Armstrong: I think on both sides the contract has very good protections just in terms of going through that type of a process, on a sale process, so I would say, look, there's incredibly smart people on both sides. Our interest level is protecting consumers, protecting Verizon shareholders, and making sure that Yahoo, if the deal goes through, that we have a great relationship with Yahoo on the way through, and we're at such an early stage on this, that I just think if we comment on anything right now, A: It wouldn't be accurate, and B, I think this is one of those cases where it's a cause for methodical walk through, step in the process...

Quick: Calmer heads…I get it. I'm mad for me and, I'm mad for you, too.

Boorstin: But there's speculation now that if this deal doesn't go through, that Verizon might be interested in buying Twitter? Do you think that would make sense?

Armstrong: Well I think that's a separate I won't comment on that at all, And I'd be careful what you read out there right now because I think there's a lot of conjecture out there.

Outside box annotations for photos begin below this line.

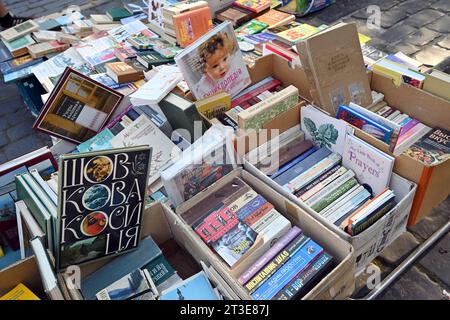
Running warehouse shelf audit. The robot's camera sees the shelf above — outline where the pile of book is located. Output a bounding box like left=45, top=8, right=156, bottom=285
left=176, top=178, right=333, bottom=300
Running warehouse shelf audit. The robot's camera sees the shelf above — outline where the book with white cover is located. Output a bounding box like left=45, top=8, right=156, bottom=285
left=130, top=65, right=183, bottom=106
left=342, top=135, right=395, bottom=196
left=110, top=114, right=181, bottom=185
left=301, top=105, right=353, bottom=154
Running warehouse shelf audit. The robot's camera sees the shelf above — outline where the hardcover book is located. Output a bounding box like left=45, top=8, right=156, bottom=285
left=342, top=135, right=395, bottom=195
left=405, top=128, right=450, bottom=166
left=33, top=68, right=123, bottom=144
left=173, top=7, right=212, bottom=48
left=297, top=23, right=372, bottom=116
left=56, top=146, right=151, bottom=270
left=175, top=22, right=251, bottom=99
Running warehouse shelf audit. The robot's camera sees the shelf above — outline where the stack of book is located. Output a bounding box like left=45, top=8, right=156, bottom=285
left=181, top=178, right=333, bottom=300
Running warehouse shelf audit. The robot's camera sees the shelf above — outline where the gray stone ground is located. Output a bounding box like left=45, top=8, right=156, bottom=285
left=0, top=0, right=450, bottom=300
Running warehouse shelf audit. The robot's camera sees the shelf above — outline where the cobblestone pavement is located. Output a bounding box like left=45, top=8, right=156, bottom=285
left=0, top=0, right=450, bottom=299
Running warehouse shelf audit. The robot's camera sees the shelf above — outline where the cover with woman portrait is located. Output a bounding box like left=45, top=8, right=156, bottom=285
left=175, top=22, right=251, bottom=99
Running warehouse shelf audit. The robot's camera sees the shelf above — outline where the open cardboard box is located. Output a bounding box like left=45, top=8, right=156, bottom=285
left=58, top=202, right=241, bottom=300
left=176, top=169, right=355, bottom=300
left=355, top=72, right=450, bottom=226
left=243, top=105, right=416, bottom=274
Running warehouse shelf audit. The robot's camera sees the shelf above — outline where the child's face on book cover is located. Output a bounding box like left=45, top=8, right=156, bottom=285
left=205, top=48, right=230, bottom=80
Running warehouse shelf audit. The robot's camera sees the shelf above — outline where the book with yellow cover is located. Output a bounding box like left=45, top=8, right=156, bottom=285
left=173, top=7, right=212, bottom=48
left=255, top=9, right=295, bottom=29
left=195, top=92, right=231, bottom=119
left=0, top=283, right=41, bottom=300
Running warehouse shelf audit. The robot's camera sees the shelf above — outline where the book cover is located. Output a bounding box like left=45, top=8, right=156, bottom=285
left=233, top=0, right=272, bottom=12
left=160, top=271, right=219, bottom=300
left=297, top=23, right=373, bottom=115
left=336, top=105, right=393, bottom=143
left=55, top=146, right=151, bottom=270
left=405, top=128, right=450, bottom=166
left=109, top=114, right=180, bottom=185
left=175, top=22, right=251, bottom=99
left=33, top=68, right=123, bottom=144
left=172, top=7, right=213, bottom=48
left=342, top=135, right=395, bottom=195
left=301, top=105, right=353, bottom=154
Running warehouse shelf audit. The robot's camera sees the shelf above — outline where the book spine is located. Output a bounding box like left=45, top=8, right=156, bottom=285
left=272, top=252, right=333, bottom=300
left=270, top=147, right=318, bottom=180
left=251, top=240, right=323, bottom=300
left=299, top=167, right=347, bottom=201
left=238, top=226, right=302, bottom=285
left=295, top=165, right=341, bottom=198
left=272, top=147, right=331, bottom=185
left=245, top=234, right=309, bottom=294
left=284, top=153, right=342, bottom=193
left=305, top=170, right=355, bottom=207
left=327, top=189, right=370, bottom=223
left=311, top=178, right=358, bottom=212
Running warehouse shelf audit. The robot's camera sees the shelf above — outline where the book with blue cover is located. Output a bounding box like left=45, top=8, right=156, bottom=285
left=160, top=271, right=219, bottom=300
left=336, top=105, right=393, bottom=143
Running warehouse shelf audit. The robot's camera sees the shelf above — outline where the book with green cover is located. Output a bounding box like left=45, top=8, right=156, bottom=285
left=235, top=20, right=269, bottom=40
left=106, top=8, right=133, bottom=21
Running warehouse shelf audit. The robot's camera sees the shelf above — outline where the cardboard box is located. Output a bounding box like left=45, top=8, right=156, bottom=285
left=244, top=121, right=416, bottom=274
left=176, top=169, right=355, bottom=300
left=0, top=256, right=60, bottom=300
left=355, top=73, right=450, bottom=226
left=58, top=202, right=238, bottom=300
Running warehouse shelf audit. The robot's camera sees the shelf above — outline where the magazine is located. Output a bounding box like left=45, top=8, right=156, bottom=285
left=175, top=22, right=251, bottom=99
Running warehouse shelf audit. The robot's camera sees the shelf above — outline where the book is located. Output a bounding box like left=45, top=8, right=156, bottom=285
left=2, top=34, right=36, bottom=58
left=130, top=65, right=183, bottom=106
left=0, top=283, right=41, bottom=300
left=109, top=114, right=180, bottom=185
left=160, top=271, right=219, bottom=300
left=297, top=23, right=372, bottom=115
left=236, top=20, right=269, bottom=40
left=172, top=7, right=212, bottom=48
left=256, top=9, right=295, bottom=29
left=195, top=92, right=231, bottom=119
left=96, top=269, right=152, bottom=300
left=300, top=105, right=353, bottom=154
left=336, top=105, right=393, bottom=143
left=0, top=20, right=39, bottom=42
left=342, top=135, right=395, bottom=195
left=80, top=236, right=162, bottom=300
left=106, top=7, right=133, bottom=21
left=238, top=85, right=299, bottom=130
left=251, top=239, right=324, bottom=300
left=33, top=68, right=123, bottom=144
left=233, top=0, right=272, bottom=12
left=106, top=61, right=144, bottom=83
left=404, top=128, right=450, bottom=166
left=55, top=146, right=152, bottom=270
left=175, top=22, right=251, bottom=99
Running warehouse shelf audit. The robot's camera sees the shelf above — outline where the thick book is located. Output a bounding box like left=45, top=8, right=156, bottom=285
left=405, top=128, right=450, bottom=166
left=297, top=23, right=372, bottom=115
left=55, top=146, right=152, bottom=270
left=175, top=22, right=251, bottom=99
left=33, top=68, right=123, bottom=144
left=342, top=135, right=395, bottom=195
left=172, top=7, right=212, bottom=48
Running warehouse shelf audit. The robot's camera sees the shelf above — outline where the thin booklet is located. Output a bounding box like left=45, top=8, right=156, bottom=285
left=175, top=22, right=251, bottom=99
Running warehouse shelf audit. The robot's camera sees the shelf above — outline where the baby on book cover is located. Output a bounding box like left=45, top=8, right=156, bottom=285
left=175, top=22, right=251, bottom=99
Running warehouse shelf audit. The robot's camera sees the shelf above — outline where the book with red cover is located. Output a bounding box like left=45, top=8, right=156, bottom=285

I would say it points to something that's incredibly important, though, overall is that the consolidation factor and the scale factor in these businesses is becoming critically important.

So if you look at all the deals that have happened or the speculative deals that are happening and you look at the 3 billion additional consumers coming online, you look at a $90 billion real market opportunity in the next couple of years in these markets there's a real trend where people are waking up and realizing digital is massive and these platforms are going to get consolidated.

Armstrong: I know you will not talk about Twitter as a Verizon prospective bidder, but let me ask you this, one of the other companies that's out there is Salesforce, and a lot of people look at that and say, 'What does Salesforce —which has historically been a B2B business—doing thinking about Twitter?' Does that make sense to you?

Armstrong: I think, again, you have to take a giant step back and say, what is the landscape? One of the things we did at AOL recently is we built a map of the universe, and we said 'In this universe, where's all the opportunity, where are all the companies, and you realize there's 10 or 12 or 15 companies that are really going to compete for the 7 billion people that will be online in the next few years. Salesforce is one of the companies that's in data, in CRM, in connectivity and so the reality is business and consumer have kind of mixed together. If Salesforce is interested in that, may not be directly in the strike zone from the outsider looking at it, but you don't know what the long term is.

Quick: I want to see that map.

Sorkin: What about your former employer, Google?

Armstrong: I think, I wouldn't be surprised if anybody on the map is interested in anybody else on the map at this point because the consolidation factor, very few companies are good at digital. It's the most important trend in the media space, consumer space, and I think there's a lot of benefit to getting to scale.

Sorkin: If that CEO thing doesn't work out, politics could be great for you.